BACKGROUND: Exposure to PM2.5 has been associated with increased morbidity and mortality of lung diseases although the underlying mechanisms have not been fully uncovered. Airway inflammation is a critical event in the pathogenesis of lung diseases. This study aimed to examine the role of oxidative stress and epidermal growth factor receptor (EGFR) in PM2.5-induced pro-inflammatory response in a human bronchial epithelial cell line, BEAS-2B. METHODS: BEAS-2B cells were exposed to 0, 20, 50, 100 and 150 µg/ml of PM2.5. Secretion of pro-inflammatory mediators including interleukin-6 (IL-6), IL-8 and IL-1ß was determined using enzyme linked immunosorbent assay.
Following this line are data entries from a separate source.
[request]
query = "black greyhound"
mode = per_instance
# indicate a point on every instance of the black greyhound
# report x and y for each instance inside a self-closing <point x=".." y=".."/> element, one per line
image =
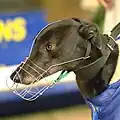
<point x="78" y="46"/>
<point x="67" y="40"/>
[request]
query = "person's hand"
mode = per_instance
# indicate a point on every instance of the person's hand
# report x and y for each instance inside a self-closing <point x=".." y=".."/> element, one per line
<point x="108" y="4"/>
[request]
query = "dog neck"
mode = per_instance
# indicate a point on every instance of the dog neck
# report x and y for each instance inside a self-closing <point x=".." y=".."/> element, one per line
<point x="105" y="76"/>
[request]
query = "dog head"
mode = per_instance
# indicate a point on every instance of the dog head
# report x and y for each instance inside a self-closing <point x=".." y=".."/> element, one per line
<point x="58" y="47"/>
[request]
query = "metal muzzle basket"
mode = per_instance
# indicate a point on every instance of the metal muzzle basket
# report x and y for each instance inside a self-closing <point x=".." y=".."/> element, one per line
<point x="38" y="86"/>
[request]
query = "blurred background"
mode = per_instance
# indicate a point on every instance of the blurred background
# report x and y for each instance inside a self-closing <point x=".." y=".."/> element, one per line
<point x="20" y="21"/>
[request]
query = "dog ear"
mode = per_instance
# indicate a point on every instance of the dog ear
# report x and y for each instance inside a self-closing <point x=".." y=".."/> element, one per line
<point x="89" y="31"/>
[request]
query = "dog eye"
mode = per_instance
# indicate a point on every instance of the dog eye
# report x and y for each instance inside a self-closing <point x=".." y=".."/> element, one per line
<point x="48" y="47"/>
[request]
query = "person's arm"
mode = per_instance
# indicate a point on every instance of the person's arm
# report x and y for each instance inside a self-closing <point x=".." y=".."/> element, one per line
<point x="106" y="3"/>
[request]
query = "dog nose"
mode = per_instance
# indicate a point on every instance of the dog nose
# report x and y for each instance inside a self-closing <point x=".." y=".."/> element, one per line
<point x="15" y="77"/>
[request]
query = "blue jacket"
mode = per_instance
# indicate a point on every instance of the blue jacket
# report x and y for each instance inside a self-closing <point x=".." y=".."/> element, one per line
<point x="106" y="106"/>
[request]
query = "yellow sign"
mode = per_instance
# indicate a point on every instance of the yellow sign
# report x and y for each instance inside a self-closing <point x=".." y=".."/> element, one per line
<point x="13" y="30"/>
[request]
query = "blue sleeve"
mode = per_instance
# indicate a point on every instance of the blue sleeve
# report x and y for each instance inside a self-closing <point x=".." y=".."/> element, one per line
<point x="106" y="106"/>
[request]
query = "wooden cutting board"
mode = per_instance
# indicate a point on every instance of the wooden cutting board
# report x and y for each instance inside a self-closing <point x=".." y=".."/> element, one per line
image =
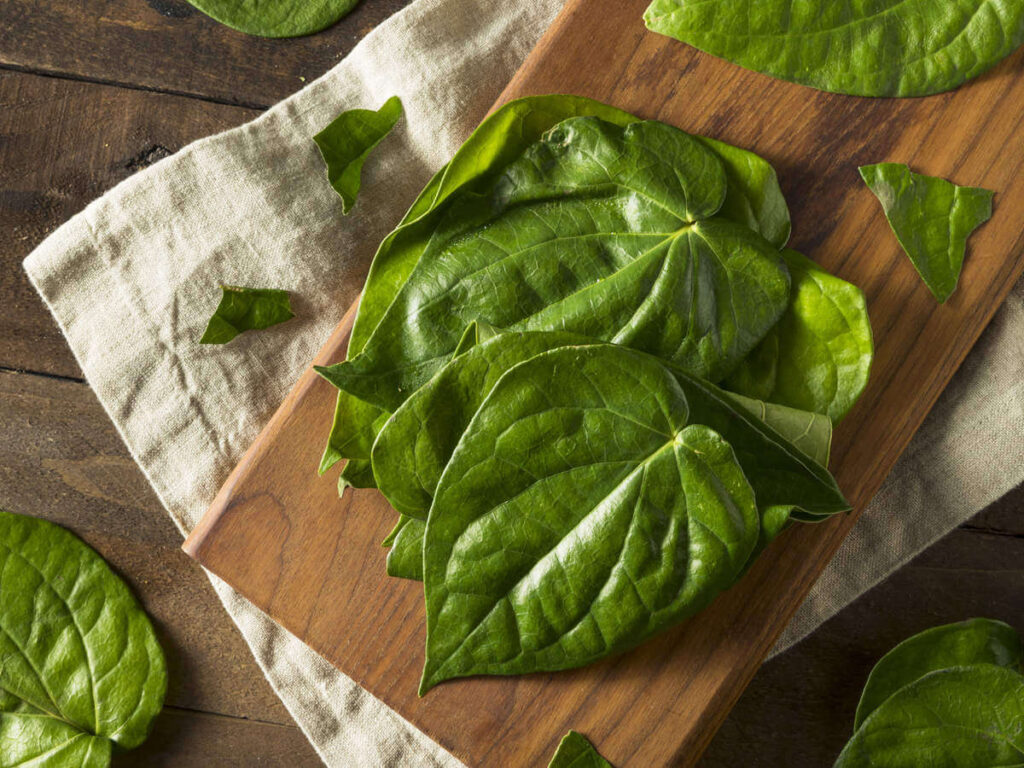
<point x="282" y="537"/>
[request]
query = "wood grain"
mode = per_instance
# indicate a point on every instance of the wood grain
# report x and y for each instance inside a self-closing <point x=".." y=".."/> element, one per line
<point x="167" y="45"/>
<point x="65" y="143"/>
<point x="312" y="562"/>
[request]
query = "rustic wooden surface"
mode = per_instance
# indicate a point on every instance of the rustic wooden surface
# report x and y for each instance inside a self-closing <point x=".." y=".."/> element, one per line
<point x="314" y="565"/>
<point x="87" y="96"/>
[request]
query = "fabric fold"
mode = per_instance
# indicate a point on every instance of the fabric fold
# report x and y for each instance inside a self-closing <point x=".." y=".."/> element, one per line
<point x="133" y="279"/>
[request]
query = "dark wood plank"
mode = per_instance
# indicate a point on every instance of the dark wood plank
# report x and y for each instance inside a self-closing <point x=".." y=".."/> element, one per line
<point x="61" y="144"/>
<point x="169" y="46"/>
<point x="194" y="738"/>
<point x="314" y="564"/>
<point x="61" y="459"/>
<point x="798" y="712"/>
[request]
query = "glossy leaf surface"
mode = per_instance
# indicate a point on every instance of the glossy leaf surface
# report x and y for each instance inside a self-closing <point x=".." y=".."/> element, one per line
<point x="346" y="143"/>
<point x="962" y="644"/>
<point x="577" y="752"/>
<point x="932" y="219"/>
<point x="818" y="357"/>
<point x="598" y="230"/>
<point x="82" y="667"/>
<point x="753" y="195"/>
<point x="276" y="17"/>
<point x="631" y="512"/>
<point x="417" y="443"/>
<point x="963" y="717"/>
<point x="244" y="309"/>
<point x="867" y="48"/>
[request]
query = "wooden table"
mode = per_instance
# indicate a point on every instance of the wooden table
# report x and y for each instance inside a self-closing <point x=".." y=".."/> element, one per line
<point x="94" y="90"/>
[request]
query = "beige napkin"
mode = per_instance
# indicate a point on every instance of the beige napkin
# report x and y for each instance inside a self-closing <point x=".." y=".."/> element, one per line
<point x="133" y="279"/>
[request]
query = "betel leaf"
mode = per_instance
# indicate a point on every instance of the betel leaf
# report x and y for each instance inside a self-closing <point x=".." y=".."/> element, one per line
<point x="417" y="442"/>
<point x="577" y="752"/>
<point x="806" y="430"/>
<point x="406" y="558"/>
<point x="932" y="219"/>
<point x="753" y="195"/>
<point x="244" y="309"/>
<point x="972" y="642"/>
<point x="818" y="357"/>
<point x="870" y="48"/>
<point x="347" y="141"/>
<point x="596" y="229"/>
<point x="276" y="17"/>
<point x="82" y="669"/>
<point x="962" y="717"/>
<point x="573" y="521"/>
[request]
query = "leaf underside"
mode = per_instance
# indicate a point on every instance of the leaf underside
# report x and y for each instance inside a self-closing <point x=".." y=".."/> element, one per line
<point x="348" y="140"/>
<point x="244" y="309"/>
<point x="870" y="48"/>
<point x="276" y="17"/>
<point x="576" y="751"/>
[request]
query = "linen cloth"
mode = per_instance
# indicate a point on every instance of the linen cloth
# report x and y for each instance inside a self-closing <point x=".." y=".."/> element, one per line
<point x="133" y="279"/>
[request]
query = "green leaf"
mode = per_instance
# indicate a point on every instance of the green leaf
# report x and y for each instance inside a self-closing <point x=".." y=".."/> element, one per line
<point x="357" y="473"/>
<point x="276" y="17"/>
<point x="754" y="197"/>
<point x="963" y="717"/>
<point x="869" y="48"/>
<point x="576" y="752"/>
<point x="972" y="642"/>
<point x="598" y="230"/>
<point x="809" y="432"/>
<point x="498" y="141"/>
<point x="418" y="441"/>
<point x="346" y="143"/>
<point x="932" y="219"/>
<point x="406" y="558"/>
<point x="818" y="357"/>
<point x="576" y="520"/>
<point x="244" y="309"/>
<point x="82" y="667"/>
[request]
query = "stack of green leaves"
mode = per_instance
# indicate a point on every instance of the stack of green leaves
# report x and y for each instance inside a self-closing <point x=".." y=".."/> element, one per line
<point x="535" y="381"/>
<point x="951" y="695"/>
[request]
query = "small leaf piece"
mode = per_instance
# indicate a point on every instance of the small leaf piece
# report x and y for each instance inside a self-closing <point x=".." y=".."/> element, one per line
<point x="577" y="752"/>
<point x="818" y="357"/>
<point x="867" y="48"/>
<point x="932" y="219"/>
<point x="962" y="717"/>
<point x="244" y="309"/>
<point x="276" y="17"/>
<point x="966" y="643"/>
<point x="82" y="667"/>
<point x="346" y="143"/>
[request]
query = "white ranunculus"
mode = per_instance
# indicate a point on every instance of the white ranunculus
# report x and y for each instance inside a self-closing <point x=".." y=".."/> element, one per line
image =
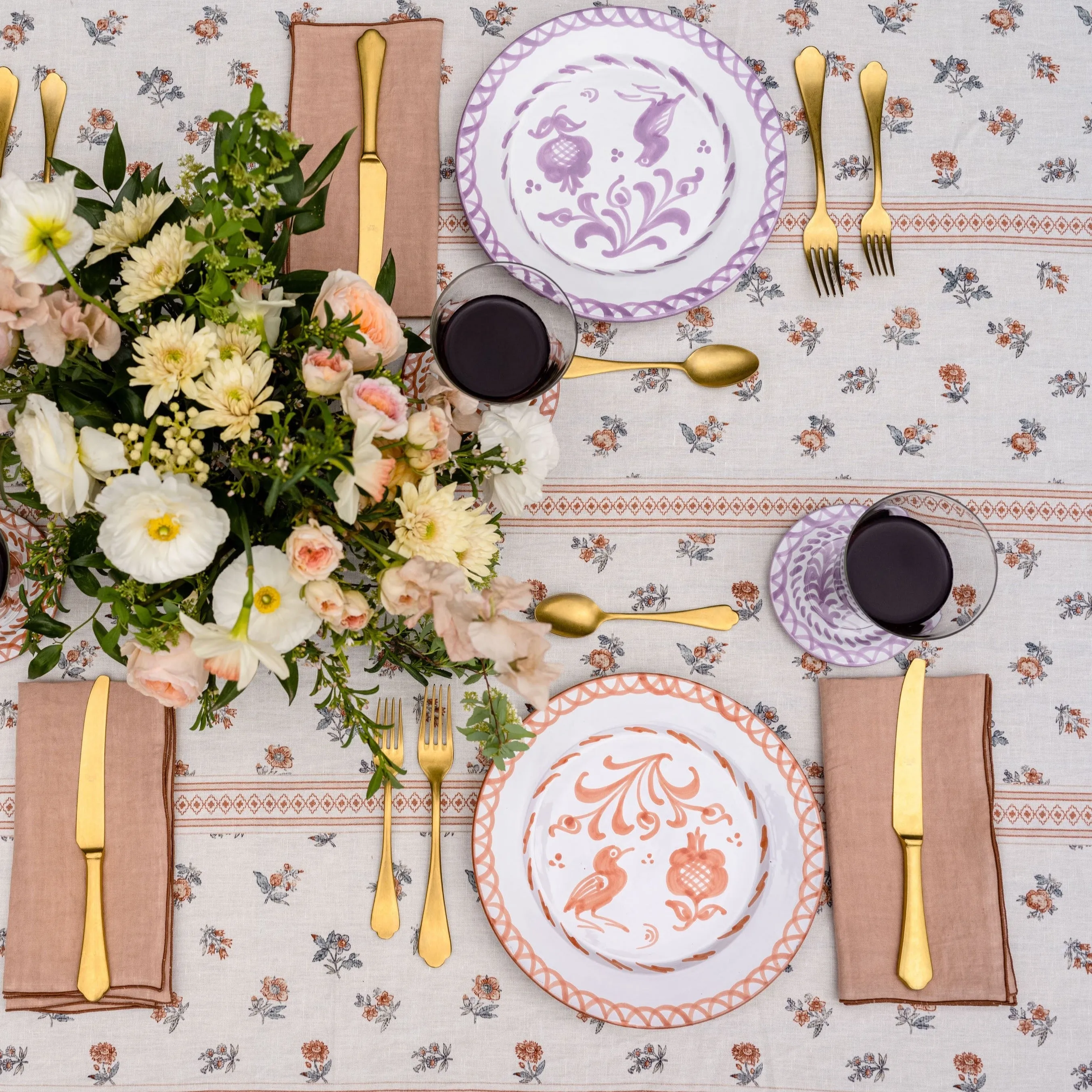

Levels of intracellular reactive oxygen species (ROS) were determined using flow cytometry. Phosphorylation of the EGFR was examined with immunoblotting. RESULTS: PM2.5 exposure increased the secretion of IL-6, IL-8, and IL-1ß in a concentration-dependent fashion. Moreover, exposure to PM2.5 elevated intracellular levels of ROS, and phosphorylation of the EGFR (Y1068). Pretreatment of BEAS-2B cells with either an antioxidant or a specific EGFR inhibitor significantly reduced PM2.5-induced IL-6, IL-8 and IL-1ß secretion, implying that both oxidative stress and EGFR activation were involved in PM2.5-induced pro-inflammatory response. Furthermore, pre-treatment of BEAS-2B cells with an antioxidant significantly blunted PM2.5-induced EGFR activation, suggesting that oxidative stress was required for PM2.5-induced EGFR activation. CONCLUSION: PM2.5 exposure induces pro-inflammatory response in human bronchial epithelial cells through oxidative stress-mediated EGFR activation.